Ultrashort pulse (USP) laser processing enables micrometre-precision surface-structuring of a wide variety of materials. The machining of metals is almost melt-free, which opens possibilities for numerous applications in many industrial sectors. The diversity of applications as well as processable materials continuously require process development, which is highly time-consuming. In addition, the process itself often takes long time. Moreover, the constant requirement for more efficiency leads to a further acceleration of the processing. The resulting need for detection and elimination of any instabilities as early as possible increases the importance of monitoring of surface properties during the machining.
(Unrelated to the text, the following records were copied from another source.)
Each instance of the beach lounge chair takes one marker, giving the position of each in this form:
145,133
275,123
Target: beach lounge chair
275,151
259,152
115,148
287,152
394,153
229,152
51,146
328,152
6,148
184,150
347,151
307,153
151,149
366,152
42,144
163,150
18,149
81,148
The challenge of monitoring ultrashort-pulse (USP) laser microstructuring lies in the stringent requirements for both spatial and temporal accuracy. Additionally, the monitoring system must not interfere with the processing. Here, this challenge is addressed by employing high-speed off-axis collection of secondary optical emissions. The spatial information is derived from the current processing position, which is recorded synchronously with the emission intensities. An FPGA-based system is used for real-time data collection, synchronization, analysis, and feedback generation. Defects that arise during machining are located as they appear on the workpiece surface, and can trigger a correction procedure, such as a laser-polishing pass. Furthermore, we compare this method with a data-driven approach using a model that analyzes heatmaps created from photodiode time series combined with the scan positions. A neural network, trained with labels generated by the analytical algorithm and human assistance, detects defects even when the analytical method fails.